Testimony by Leon & Sophie*

Leon, in his thirties, climbs the ladder that leads from the rescue boat to the deck of the Aquarius. He turns back and waits for someone to pass him his eldest daughter, Nora. He holds her close, drying her hair with a blanket. People try to tease her and make her smile. She doesn’t respond; he speaks for her. “She’s four. She comes from Libya.”

Leon is an electrician; his wife Sophie is a math teacher. They are Cameroonian. He went back and forth between Libya and Cameroon before bringing his wife in 2012. Nora, Olivia and Rose were born in Tripoli.

“The last time I went back to Cameroon, I saw that there was nothing there for me,” says Leon. “But in Libya, we are persecuted. I was kidnapped several times and they demanded that I give them a lot of money. I managed to get out of it because I spoke Arabic. Sometimes the Libyans would haul me into the police station. I explained that my children were Libyans, and so they let me go.”

The family decided to leave in March. “Too much terrorism, too much kidnapping, the girls always had to stay shut up in the house. Here, on the boat, is the first time they’ve seen so many other people,” Leon says. “Before, I never thought I would go to Europe, but over the past few months the situation in Libya just became too much.”

He found work— he considers it a miracle—and paid a smuggler. He and his family had to wait in a camp. “We thought we were going to travel the day after we paid, but we waited, shut up in a house with 200 other people. My girls barely ate for two months. But we hung on, until the day they put us in the boat. The waves were high, but we held on and we prayed,”
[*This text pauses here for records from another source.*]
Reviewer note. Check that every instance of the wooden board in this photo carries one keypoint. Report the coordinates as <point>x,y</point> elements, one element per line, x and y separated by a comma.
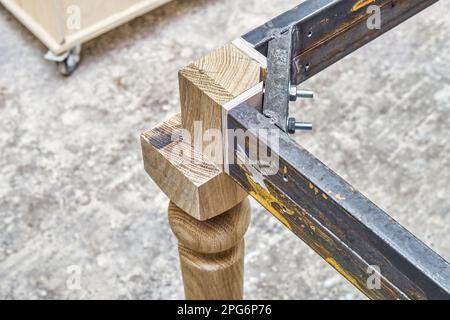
<point>47,19</point>
<point>208,84</point>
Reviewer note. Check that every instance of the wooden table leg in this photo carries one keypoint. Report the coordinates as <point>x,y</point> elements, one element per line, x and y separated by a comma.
<point>212,252</point>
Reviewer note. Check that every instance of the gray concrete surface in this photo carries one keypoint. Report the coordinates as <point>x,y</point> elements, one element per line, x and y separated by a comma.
<point>73,191</point>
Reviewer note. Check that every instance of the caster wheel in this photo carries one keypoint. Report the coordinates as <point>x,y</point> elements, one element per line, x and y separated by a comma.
<point>66,62</point>
<point>70,63</point>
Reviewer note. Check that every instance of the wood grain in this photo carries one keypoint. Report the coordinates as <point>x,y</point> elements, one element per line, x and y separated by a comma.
<point>212,252</point>
<point>207,84</point>
<point>198,187</point>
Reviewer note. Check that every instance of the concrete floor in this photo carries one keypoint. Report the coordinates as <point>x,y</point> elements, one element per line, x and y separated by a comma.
<point>73,192</point>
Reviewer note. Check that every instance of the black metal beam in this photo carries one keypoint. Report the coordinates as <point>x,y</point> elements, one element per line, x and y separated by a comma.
<point>328,30</point>
<point>339,223</point>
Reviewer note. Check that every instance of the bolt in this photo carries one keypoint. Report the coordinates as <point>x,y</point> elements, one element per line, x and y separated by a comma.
<point>294,93</point>
<point>293,126</point>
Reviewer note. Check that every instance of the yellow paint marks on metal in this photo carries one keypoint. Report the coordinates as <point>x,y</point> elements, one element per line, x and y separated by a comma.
<point>361,3</point>
<point>341,270</point>
<point>266,200</point>
<point>339,197</point>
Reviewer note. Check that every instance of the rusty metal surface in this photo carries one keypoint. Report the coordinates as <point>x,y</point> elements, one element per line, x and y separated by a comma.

“In Libya, you live in constant fear of getting assaulted or killed,” says Sophie. “With the girls, we would like to be able to think about the future.”

Sophie dreams of going back to school and of going back to work as a teacher. But first, she wants her family to have the chance to take a bath. They haven’t been able to do so for three months. “If you’re not even clean, how can you plan for the future?”